Dr. Hiroshi Imanaka from the UA Department of Chemistry/SETI Institute is the scheduled speaker.

Abiotic formation of complex organic molecules is a necessary step towards the origin of life. In Titan’s N2-CH4 atmosphere, an evidence of formation of organic macromolecules was recently discovered by the Cassini-Huygens mission (Waite et al., 2007). Previous study of the vacuum UV photolysis of N2/CH4 gas mixtures indicates that photoionization of N2 by EUV radiation plays a major role in initiating the production of complex organic molecules such as benzene and toluene.
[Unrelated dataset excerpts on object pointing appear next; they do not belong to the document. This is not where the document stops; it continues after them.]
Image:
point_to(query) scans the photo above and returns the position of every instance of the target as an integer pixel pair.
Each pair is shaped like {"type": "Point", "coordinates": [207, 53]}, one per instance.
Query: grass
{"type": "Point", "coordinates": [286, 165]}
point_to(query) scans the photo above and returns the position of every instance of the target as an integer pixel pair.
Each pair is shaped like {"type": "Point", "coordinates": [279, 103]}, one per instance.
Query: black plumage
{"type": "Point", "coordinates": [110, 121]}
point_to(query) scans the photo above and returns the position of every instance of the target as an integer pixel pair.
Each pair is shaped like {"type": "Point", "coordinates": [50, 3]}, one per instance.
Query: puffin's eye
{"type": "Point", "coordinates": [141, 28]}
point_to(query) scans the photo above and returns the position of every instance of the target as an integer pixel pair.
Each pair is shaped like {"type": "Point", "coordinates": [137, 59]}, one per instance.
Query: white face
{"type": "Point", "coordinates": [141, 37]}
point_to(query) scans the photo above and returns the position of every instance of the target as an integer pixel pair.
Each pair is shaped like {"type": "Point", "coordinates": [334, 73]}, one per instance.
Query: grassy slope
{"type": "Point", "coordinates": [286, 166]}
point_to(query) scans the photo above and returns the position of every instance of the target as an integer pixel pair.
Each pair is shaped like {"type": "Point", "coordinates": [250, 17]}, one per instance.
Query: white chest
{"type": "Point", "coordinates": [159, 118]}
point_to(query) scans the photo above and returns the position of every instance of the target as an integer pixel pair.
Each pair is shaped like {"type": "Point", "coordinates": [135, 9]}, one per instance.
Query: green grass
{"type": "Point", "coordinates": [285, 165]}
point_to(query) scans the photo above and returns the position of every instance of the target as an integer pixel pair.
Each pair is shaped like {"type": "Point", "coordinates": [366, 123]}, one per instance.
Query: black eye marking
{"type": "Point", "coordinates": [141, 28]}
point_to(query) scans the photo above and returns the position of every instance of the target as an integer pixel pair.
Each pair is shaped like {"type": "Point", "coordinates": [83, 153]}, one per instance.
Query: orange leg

This result is understood via a mechanism by which N2 catalytically acts to focus short wavelength EUV radiant energy with subsequent energy transfer to the carbon bearing substituents via dissociative charge transfer to methane. It is not clear, however, how much nitrogen is incorporated in Titan’s organic haze. Many aspects of the nitrogen fixation process by EUV-VUV photochemistry have not been fully understood.
We demonstrate the first evidence of nitrogenated organic haze production by EUV-VUV irradiation of a N2/CH4 gas mixture. The accumulated solid materials at 82.5 nm and 60 nm irradiations (10-25~10-24g/hv) are characterized with Laser Desorption Ionization- Fourier Transform-Ion Cyclotron Resonance Mass Spectrometry (LDI-FTICR-MS). The obtained ultra-high-resolution mass spectra enable the unambiguous CHNO formula assignments, and they show the predominance of highly nitrogenated compounds in both solid materials. The statistical analyses of thousands of CHNO compounds reveals the state selected nitrogen incorporation of the ground state N(4S) and the excited state N(2D) into organic macromolecules, and implies the importance of N(2D) and HCCN radicals in the formation of nitrogenated organic aerosols in the Titan atmosphere.